Preliminarmente il Collegio ha ricordato che la legittimità della revoca non necessariamente esclude la lesione dell’affidamento della parte privata (rilevante in termini di responsabilità precontrattuale ex art. 1337 c.c, pacificamente operante anche nei rapporti tra privati e pubblica amministrazione).
Successivamente il CdS ha chiarito che occorre tuttavia distinguere diverse ipotesi: (i) revoca giustificata da “sopravvenuti motivi di pubblico interesse”: c.d. sopravvenienza di diritto, (ii) l’ipotesi del “mutamento della situazione di fatto”: c.d. sopravvenienza di fatto, (iii) l’ipotesi di “nuova valutazione dell’interesse pubblico originario”: c.d. jus poenitendi.
Mentre nella prima e nella seconda ipotesi può sorgere, nel caso di revoca illegittima, il diritto al risarcimento del danno integrale (comprensivo dell’interesse positivo), spettando altrimenti, in caso di revoca legittima, il mero indennizzo, nell’ipotesi di revoca penitenziale legittima, il risarcimento del danno precontrattuale spetta, nei limiti dell’interesse negativo, se la stessa è assunta operando in modo “scorretto (tipicamente, per inadeguato apprezzamento dei presupposti di fatto e di diritto a base del provvedimento impugnato”). Il risarcimento integrale del danno è invece configurabile in caso di revoca penitenziale illegittima.

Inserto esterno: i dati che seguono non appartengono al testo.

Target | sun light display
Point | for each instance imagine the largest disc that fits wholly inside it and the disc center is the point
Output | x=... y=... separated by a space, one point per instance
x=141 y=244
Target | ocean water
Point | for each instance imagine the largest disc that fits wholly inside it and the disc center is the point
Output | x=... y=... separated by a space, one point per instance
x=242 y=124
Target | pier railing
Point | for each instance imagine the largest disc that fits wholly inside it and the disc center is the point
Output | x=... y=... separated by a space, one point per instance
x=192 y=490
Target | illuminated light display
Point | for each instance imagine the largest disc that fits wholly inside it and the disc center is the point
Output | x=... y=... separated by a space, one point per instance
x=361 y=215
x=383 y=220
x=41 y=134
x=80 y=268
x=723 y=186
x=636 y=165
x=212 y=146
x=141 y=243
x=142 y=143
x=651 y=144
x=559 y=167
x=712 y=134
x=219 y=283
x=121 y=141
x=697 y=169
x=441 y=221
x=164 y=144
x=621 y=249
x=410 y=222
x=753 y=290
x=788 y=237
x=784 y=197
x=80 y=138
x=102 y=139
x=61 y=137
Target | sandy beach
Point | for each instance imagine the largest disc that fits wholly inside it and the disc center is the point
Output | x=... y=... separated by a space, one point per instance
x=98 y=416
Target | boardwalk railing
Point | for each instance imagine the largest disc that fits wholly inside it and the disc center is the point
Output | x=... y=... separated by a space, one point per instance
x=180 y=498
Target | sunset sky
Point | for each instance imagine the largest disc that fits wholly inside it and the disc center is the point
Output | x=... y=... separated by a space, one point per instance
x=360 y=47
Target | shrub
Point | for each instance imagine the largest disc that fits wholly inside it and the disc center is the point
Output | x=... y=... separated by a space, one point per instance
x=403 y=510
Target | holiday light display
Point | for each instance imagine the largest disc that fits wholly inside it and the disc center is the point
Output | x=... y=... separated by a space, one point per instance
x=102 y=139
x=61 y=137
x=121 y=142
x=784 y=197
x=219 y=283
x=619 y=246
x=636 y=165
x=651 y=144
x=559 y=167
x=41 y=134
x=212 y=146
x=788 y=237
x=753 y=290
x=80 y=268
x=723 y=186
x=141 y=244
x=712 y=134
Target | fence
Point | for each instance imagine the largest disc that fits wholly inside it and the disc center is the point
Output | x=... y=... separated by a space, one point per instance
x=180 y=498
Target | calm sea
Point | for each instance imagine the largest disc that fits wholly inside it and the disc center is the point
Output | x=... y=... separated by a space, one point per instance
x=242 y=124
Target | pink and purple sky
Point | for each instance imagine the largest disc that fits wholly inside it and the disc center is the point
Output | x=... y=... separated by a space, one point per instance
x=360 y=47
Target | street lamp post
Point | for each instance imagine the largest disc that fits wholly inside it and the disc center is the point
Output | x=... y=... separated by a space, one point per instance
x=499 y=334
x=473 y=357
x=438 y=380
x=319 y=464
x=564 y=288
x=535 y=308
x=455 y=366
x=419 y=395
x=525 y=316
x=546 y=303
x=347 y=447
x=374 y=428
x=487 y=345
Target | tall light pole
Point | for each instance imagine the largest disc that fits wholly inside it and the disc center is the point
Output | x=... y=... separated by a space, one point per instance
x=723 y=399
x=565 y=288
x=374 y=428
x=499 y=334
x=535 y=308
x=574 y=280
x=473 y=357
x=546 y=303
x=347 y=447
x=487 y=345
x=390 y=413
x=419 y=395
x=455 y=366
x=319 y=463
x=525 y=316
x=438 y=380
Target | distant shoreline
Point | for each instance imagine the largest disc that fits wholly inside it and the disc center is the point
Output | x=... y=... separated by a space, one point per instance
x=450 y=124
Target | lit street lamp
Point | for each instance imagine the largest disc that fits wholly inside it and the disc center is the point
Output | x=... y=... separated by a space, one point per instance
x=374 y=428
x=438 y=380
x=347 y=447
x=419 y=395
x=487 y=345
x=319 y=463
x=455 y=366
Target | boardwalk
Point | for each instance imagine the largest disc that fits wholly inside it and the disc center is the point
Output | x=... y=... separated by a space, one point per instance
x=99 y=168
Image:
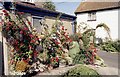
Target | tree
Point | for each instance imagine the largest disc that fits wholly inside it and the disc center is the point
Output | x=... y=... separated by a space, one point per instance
x=49 y=5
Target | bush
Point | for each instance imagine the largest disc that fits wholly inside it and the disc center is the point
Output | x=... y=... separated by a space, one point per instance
x=111 y=46
x=80 y=71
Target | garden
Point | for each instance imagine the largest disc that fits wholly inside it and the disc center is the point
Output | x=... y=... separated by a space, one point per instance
x=31 y=52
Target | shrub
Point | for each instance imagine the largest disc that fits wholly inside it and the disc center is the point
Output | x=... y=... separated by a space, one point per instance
x=80 y=71
x=111 y=46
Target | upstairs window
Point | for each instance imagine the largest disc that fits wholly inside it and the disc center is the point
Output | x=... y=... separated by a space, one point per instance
x=92 y=16
x=37 y=24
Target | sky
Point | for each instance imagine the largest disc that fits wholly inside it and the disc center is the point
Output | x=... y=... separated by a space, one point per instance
x=67 y=7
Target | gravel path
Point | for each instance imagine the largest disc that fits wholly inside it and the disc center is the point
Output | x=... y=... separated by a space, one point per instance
x=58 y=71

Tutto ciò considerato, il Collegio ha respinto l’appello ritenendo che, nella specie, si trattasse di una revoca penitenziale “giustificata da un ripensamento in ordine alla miglior corrispondenza all’interesse pubblico delle modalità originariamente prescelte”. Tale ripensamento, peraltro determinato da circostanze sopravvenute, date essenzialmente dall’intervento della Corte di Giustizia (che ha definitivamente accertato l’infrazione dello Stato italiano in merito all’adeguamento del sistema depurativo e fognario di alcuni Comuni italiani agli articoli 3, 4 e 10 della Direttiva 91/271/CEE) e della, conseguente, immediata nomina di un Commissario straordinario ai fini di una più tempestiva e congrua attuazione di tale pronuncia.
Tali circostanze evidenziano che il Commissario, succeduto al Comune, non ha violato le regole di correttezza “essendosi immediatamente attivato ai fini di una migliore organizzazione dei tempi e delle risorse destinate al superamento della situazione per la quale era stata attivata la procedura di infrazione in danno dello Stato Italiano”.